Will Sinn Fein and the DUP slim away a few UUP MLAs?

Liam Clarke reported on a study done by the Belfast Telegraph in which present voting trends were projected on to a future Stormont assembly with only five or four seats per Westminster constituency rather than the present six. He reported that the UUP would be the biggest loser--reduced to only nine seats from its present 16. This is only one seat ahead of Alliance at present. If the UUP drops down to nine seats it will lose its second minister and be reduced to a single minister on the Executive like Alliance and the SDLP.
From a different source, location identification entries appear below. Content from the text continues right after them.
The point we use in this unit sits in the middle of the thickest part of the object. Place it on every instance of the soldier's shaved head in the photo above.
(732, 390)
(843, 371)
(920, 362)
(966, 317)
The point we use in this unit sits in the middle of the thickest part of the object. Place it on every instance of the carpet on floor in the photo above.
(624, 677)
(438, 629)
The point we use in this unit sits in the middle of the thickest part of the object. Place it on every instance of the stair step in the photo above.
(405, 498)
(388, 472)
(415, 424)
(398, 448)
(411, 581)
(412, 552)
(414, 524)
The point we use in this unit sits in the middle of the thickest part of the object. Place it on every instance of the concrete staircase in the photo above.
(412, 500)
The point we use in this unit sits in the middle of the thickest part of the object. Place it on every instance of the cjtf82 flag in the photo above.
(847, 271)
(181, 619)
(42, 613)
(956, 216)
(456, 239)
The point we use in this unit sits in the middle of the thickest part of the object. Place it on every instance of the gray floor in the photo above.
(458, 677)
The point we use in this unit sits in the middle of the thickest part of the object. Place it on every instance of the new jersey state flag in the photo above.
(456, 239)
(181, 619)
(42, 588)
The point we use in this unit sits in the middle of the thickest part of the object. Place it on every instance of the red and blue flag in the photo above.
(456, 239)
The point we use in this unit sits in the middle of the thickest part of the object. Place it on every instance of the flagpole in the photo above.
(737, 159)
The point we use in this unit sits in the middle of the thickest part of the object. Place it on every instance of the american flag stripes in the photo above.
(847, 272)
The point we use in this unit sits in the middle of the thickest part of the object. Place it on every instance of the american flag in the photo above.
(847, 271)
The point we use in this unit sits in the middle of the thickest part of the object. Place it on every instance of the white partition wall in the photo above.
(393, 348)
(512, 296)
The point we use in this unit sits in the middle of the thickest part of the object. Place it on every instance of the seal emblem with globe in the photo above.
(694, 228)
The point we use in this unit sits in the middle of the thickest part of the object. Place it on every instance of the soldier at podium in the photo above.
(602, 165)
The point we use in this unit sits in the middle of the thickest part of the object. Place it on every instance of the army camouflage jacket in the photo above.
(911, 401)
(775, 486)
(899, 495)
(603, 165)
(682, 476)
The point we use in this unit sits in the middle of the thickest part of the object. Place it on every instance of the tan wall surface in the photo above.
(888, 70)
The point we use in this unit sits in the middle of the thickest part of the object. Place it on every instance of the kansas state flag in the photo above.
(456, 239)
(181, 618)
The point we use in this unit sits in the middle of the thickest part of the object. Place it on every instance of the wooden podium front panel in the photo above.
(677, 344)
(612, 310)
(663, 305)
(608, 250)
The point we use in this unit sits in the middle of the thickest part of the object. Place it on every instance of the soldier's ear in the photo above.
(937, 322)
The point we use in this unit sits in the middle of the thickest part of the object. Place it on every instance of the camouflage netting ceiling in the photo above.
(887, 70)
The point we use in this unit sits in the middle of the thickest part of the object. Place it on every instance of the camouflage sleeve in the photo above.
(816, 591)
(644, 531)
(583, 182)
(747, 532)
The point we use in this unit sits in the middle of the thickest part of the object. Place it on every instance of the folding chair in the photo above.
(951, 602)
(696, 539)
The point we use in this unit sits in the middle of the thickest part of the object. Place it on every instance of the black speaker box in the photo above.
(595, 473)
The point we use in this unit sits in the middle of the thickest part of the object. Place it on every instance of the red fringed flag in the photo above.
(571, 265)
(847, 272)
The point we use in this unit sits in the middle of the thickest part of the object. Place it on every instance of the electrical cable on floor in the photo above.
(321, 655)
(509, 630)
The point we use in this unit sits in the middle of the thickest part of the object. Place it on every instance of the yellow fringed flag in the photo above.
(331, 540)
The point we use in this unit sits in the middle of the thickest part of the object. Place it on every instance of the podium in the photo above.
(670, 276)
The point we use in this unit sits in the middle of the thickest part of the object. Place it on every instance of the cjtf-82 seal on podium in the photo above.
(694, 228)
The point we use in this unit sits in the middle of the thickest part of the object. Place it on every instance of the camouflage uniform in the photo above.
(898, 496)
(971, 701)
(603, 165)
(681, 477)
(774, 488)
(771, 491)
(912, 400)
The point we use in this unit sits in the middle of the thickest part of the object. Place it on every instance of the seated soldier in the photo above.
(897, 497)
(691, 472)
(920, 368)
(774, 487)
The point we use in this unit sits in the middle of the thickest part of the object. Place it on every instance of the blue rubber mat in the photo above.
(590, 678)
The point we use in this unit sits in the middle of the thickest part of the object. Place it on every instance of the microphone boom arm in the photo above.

Alliance would not lose any seats because its members are all among the top four in each of its Greater Belfast constituencies. All the other parties would lose, but none to the same extent as the UUP.  The big loss would occur in the reduction from six to five seats and not from five to four. This is because the party now has many marginal seats scattered around the province, as opposed to Alliance, the SDLP and Sinn Fein who have their seats concentrated in a few geographic areas. The UUP has multiple seats--two each--in only two constituencies: Strangford and Upper Bann (David Trimble's old seat).

Alliance is concentrated in a "donut" around Belfast taking in Strangford, East Antrim, South Antrim and North Down. The SDLP is concentrated in Foyle, the former constituency of both John Hume and Mark Durkan; South Down, the former constituency of Eddy McGrady and Brid Rodgers; and in South Belfast.  The DUP is spread around the country but most concentrated in Co. Londonderry, Co. Antrim, and in Lagan Valley. Sinn Fein is most concentrated in the southwest of the province--west of the River Bann that splits the province in two and south of Co. Londonderry--and  in West Belfast. 

This would give the DUP incentive to reduce the number of seats per constituency, ostensibly as an economy measure. Sinn Fein could probably be talked into going along because of the marginal improvement it would give it over its rival, the SDLP. And Alliance could be counted to go along. The UUP and SDLP would not be strong enough by themselves to block such a reduction and there is a very good case to be made that the Stormont assembly is indeed much too large compared to other regional parliaments in the UK.  This is all the more reason why the two former leading parties should go into opposition. The Northern Ireland Office might be more opposed to weakening the official opposition than to weakening a few superfluous parties in the Executive.